No kidding. The question that comes foremost to mind is: is AP nothing more than a chemically based altered state of consciousness? If it’s your soul literally leaving your body (as opposed to a hallucination), I don’t know how that counts as a chemically induced altered state of consciousness. Is your consciousness altered during your flight through the cosmos? Maybe in some way. But I can imagine the same flight being experienced from a completely sober point of view.

The point is: can drugs induce the experience of AP (or OBEs) even if only as a hallucination?

And if the answer turns out to be yes, is there anything of worth in striving for the real thing (assuming your soul really does leave your body)? Most would say yes. The argument would be the same as always. You may feel awesome on the drugs, but it isn’t real. It’s a false feeling of awesomeness.

And if a “real” feeling of awesomeness is just feeling awesome in the natural way (i.e. without leaning on drugs as a crux), isn’t that just as much in the head as the drugs? What if this is true of AP? What if even “real” experiences of AP/OBE are “just in the head”? Are they not worth striving for just because you can do it quicker, easier, and much harder by a chemical injection? What about feeling better about yourself?

I never once, on this journey, expected that if I were so lucky as to find substitutes to the drugs that they would surpass or match the potency of the drugs. I told my therapist, “I’d like to feel like I’m on one cup of coffee and maybe two shots of tequila.
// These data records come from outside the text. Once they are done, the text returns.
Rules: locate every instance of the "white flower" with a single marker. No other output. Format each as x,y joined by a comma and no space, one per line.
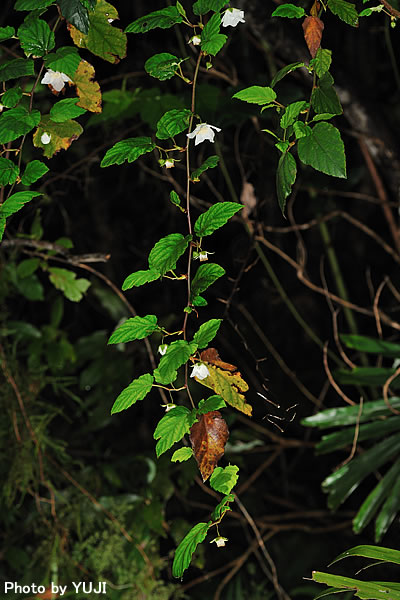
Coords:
232,17
200,371
220,541
45,139
56,79
195,40
203,132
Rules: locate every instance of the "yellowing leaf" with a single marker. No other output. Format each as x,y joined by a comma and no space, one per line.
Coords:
88,90
102,39
61,135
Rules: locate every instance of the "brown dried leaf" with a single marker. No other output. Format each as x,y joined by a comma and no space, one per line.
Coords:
313,28
208,438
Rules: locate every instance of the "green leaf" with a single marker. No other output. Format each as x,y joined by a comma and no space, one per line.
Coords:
129,149
215,217
182,454
372,345
136,390
186,548
346,479
209,163
140,278
166,252
324,98
162,66
136,328
66,60
285,178
324,150
66,281
322,61
6,33
32,4
36,37
66,109
223,480
206,332
177,354
212,403
102,39
8,171
11,97
205,276
75,13
211,40
289,10
349,415
291,113
15,202
256,94
173,122
375,498
346,11
201,7
164,18
171,428
19,67
285,71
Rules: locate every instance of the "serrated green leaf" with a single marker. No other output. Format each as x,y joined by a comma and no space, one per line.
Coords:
256,94
9,171
102,38
323,150
177,354
15,202
164,18
211,40
173,122
372,345
375,498
182,454
215,217
209,163
212,403
291,113
11,97
205,276
206,332
129,149
136,328
68,284
201,7
289,10
140,278
171,428
223,480
36,37
6,33
186,548
285,71
66,60
322,61
166,252
75,13
19,67
66,109
162,66
136,390
324,98
346,11
285,178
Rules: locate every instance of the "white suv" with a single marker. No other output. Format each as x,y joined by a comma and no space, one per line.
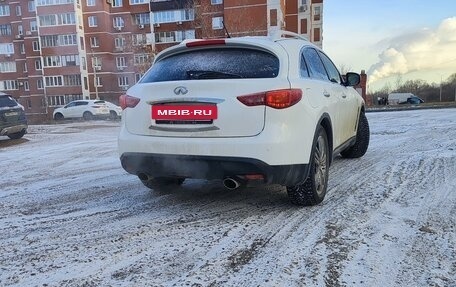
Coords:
86,109
245,110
I don’t think that’s too much to ask.” ← That would pale in comparison to my regular caffeine days of 3 to 4 cups of coffee and then getting totally hammered that night at a strip club. But I want that more than the latter, and if I could get that without the drugs, nothing could turn me back.

What’s with this demonizing of altered states of consciousness? You can be steadfast against them if you wish, but it’s the self-destructive effects of the drugs which I’m against. I don’t see what’s so evil about altered states of consciousness in themselves.

You’ve also pointed out another reason my goals are incompatible with AA. If AA meetings allow caffeine and nicotine, then I should stay clear of them for the same reason Arc thinks I should stay clear of bars.

Amen. We’re a society of caffeine addicts and booz drinkers who look down on marijuana users as “druggies”.

You are, once again, confusing pleasure with ASCs. What about salvia? What about bad trips? There’s nothing in an ASC in itself that is addictive. Pleasure, happiness, is addictive.

Convince me of what? That I need to live a sedentary life of self-deprivation and asceticism? That I need to wallow in the misery of having no control over myself? That self-improvement, and persuing life building goals and healthy substitutes to drugs is a terrible thing?

Thank you! :smiley:

I’m not entirely convinced that’s true either. I know in my case, I started using drugs out of curiousity and a rebellious attitude towards social norms. I knew nothing of the potential of drugs to numb pain–I just wanted to know what it was like–and I certainly didn’t go into it with the desperate cry, “Oh God! Please give me something to kill the pain!” HOWEVER, it did eventually fill a hole in my life which it created ← and that’s the emphasis… it created it… and then, without the drugs, the emptiness of the hole would be unbarable. So whereas I don’t think all drug users begin by trying to find a remedy to their pain, I do think the drugs eventually make it painful to quit.

Pedro, I sincerely thank you for your offer of help, but you’ll have to tolerate me if you wish to help me. I’m not always a pleasant person, and I will bite you if I feel like it… shamelessly. I’ll bet you’ve gathered that already. ← But it’s all fun and games as far as I’m concerned. I’ve been around ILP far too long. HA! HA! :evilfun:

But I am not a recovering addict.

I guess it’s like level 2 shit after initiation.